Nation Shall Speak Unto Nation
— 11th April 2003
I hate the way people talk about countries. The idea that you can group all those people together and say absolutely anything about them at all as a group is such rubbish. It’s so depressingly simple, so lazy, so utterly utterly wrong (I mean logically here as much as morally) and yet we just can’t stop can we. We love it. Like kids racing up the steps to take another slide down the nicely slippery surface, all ready and prepared for us, no effort required at all.
The Americans are attacking the Iraqis, the British are helping, the French and the Germans are against it. The Americans are now warning the Syrians, the Turks and the Kurds to behave. Even when we take the huge effort to separate the regime of Saddam from the people it’s terrorised for years we make no effort whatsoever to distinguish between those people their different needs and expectations. It’s the McDonalds approach to to international politics - one solution fits all.

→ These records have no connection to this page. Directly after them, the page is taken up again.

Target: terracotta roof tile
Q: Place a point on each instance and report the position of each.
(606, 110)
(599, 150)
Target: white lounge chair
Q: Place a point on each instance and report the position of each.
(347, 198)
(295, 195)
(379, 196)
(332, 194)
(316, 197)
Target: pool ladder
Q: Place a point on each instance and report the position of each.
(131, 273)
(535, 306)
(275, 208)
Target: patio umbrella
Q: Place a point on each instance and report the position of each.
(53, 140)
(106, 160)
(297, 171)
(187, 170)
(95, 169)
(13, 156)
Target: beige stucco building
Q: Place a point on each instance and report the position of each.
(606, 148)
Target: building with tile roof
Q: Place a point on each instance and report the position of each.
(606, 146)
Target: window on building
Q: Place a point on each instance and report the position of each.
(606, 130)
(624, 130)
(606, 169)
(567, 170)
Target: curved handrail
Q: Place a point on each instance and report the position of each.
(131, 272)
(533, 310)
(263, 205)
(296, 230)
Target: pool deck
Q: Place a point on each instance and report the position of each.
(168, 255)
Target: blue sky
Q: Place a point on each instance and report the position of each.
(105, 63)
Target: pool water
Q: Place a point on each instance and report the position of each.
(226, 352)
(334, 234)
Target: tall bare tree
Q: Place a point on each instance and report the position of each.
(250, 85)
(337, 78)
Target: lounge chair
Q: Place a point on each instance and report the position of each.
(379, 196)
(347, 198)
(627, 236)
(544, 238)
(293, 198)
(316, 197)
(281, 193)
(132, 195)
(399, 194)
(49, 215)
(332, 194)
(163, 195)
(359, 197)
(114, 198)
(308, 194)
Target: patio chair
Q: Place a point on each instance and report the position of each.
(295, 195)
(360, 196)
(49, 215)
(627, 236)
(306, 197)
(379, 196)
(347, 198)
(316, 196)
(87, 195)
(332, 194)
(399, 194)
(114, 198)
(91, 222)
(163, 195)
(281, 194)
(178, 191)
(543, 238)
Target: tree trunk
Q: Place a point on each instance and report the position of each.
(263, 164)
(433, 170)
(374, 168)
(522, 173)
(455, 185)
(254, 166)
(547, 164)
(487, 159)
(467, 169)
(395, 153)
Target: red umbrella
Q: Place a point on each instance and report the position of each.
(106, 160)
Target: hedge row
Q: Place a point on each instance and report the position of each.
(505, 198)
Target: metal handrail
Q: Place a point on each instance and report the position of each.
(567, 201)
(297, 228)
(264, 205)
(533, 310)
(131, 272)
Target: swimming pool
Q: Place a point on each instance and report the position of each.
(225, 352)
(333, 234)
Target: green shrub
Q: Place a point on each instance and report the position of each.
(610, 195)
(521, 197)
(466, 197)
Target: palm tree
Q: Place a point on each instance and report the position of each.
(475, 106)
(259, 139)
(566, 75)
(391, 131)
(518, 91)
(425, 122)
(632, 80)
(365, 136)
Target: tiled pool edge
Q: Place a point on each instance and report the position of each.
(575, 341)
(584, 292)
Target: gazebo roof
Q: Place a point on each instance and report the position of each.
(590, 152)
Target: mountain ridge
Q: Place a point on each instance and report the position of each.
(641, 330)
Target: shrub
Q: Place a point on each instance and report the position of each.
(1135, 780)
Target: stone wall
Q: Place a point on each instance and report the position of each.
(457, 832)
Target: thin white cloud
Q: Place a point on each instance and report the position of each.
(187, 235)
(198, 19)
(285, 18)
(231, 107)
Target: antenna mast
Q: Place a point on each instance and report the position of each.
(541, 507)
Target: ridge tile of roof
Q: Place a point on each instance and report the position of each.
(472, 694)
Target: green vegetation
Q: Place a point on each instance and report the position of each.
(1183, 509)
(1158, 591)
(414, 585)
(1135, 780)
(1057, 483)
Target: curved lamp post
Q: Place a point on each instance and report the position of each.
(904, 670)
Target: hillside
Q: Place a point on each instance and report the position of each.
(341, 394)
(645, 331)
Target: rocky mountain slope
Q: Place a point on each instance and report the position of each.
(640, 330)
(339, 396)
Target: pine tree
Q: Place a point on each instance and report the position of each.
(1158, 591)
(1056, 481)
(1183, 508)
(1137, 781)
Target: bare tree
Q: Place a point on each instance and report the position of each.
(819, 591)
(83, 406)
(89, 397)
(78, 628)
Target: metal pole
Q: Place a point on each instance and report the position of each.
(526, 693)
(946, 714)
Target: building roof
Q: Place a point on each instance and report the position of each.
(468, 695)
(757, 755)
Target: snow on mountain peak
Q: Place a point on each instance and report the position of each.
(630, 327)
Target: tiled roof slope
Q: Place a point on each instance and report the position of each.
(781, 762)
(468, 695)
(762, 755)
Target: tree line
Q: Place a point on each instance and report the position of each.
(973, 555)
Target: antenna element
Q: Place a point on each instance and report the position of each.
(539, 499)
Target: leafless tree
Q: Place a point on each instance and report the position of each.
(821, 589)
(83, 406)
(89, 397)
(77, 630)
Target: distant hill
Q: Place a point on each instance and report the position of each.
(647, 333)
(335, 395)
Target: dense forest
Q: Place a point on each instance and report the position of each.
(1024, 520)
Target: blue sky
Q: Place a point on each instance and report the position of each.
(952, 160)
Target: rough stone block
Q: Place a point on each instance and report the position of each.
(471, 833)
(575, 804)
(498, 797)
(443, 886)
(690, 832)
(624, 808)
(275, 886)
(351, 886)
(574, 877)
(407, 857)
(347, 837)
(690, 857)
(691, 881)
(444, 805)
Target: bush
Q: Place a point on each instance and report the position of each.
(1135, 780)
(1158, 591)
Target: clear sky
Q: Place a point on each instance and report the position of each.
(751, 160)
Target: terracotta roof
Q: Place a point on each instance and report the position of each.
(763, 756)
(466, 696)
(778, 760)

I know that time and language don’t often stretch to presenting everyone’s stories individually and that’s the nature of the global situation we find ourselves in, but it’s not that I object to. It’s the reduction of politics, war, even our view of history to such simplified and bite-sized chunks that it begins to become meaningless. Like using a computer program to reduce the entire works of Shakespeare to five ‘representative’ words. It might be helpful in reducing the size, it makes it quicker to tell people, easier to e-mail around to your friends, simpler to copy and paste into your mind and to reproduce at parties, but it is so far removed from reality as to become useless.
And yet we rely on it, have relied on it, so much, so unquestioningly. The Germans lost the First and Second world wars, the Americans dropped the H-Bomb on the Japanese, the French like cheese and surrendered. The Greeks invented philosophy, the Russians embraced Communism, the British ruled the World (once). No, No, No!!!
It’s probably been said before, much better, more more eloquently, it’s bound to be said again. I just wanted to say it. To have said it.
Christ I’ve got nothing better to say.